Instead of entering college after graduating in 1939, he enrolled at Millard Preparatory School in Washington DC. With the outbreak of the war in Europe that same year, Olds tried to join the Royal Canadian Air Force in an attempt to go and fight the enemy, but his father refused to sign his enlistment papers and insisted that he attend West Point instead.

Robin completed Millard Prep and applied for admission at West Point. After receiving a conditional commitment for nomination from a Pennsylvania congressman, Old moved to Uniontown, Pennsylvania, where he lived in the YMCA and supported himself by working odd jobs. He also took and passed the entrance exam and was accepted into the Class of 1944 on June 1st , 1940. He entered the academy a month later.

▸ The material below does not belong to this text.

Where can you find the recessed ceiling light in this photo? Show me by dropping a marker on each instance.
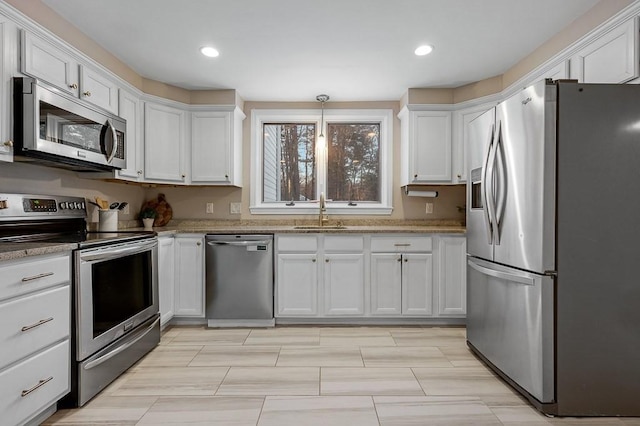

In the middle of his third class year, the academy began an accelerated program for those entering in 1940 that ultimately shortened the course of study to three years. Also, for those applying to the Air Corps, primary flight training was provided at nearby Stewart Field, of which 206 cadets completed the training.

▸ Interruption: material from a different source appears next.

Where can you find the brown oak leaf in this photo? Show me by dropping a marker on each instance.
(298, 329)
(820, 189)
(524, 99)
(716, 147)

Robin graduated on June 1st , 1943 and received his pilot's wings from General Henry H. Arnold that very same day and became a 20-year old Second Lieutenant.

After earning his wings, he completed fighter pilot training with the 329th FG, at Grand Central Air Terminal in Glendale, California. In early 1944 he was part of a group assigned to form the newly activated 434th FS, which would become part of the 479th FG, based at Lomita, California at that time. He would log 650 hours of flight time during training, including 250 hours in the P-38 Lightning.

The Group departed LA for Camp Kilmer on April 15th , 1944, and shipped aboard the USS Argentina for Europe on May 3rd . They arrived in Scotland on May 14th and travelled by train to RAF Wattisham, where they arrived the very next day. The 479th FG was the only Group in the 8th AF still equipped with the P-38 at that time.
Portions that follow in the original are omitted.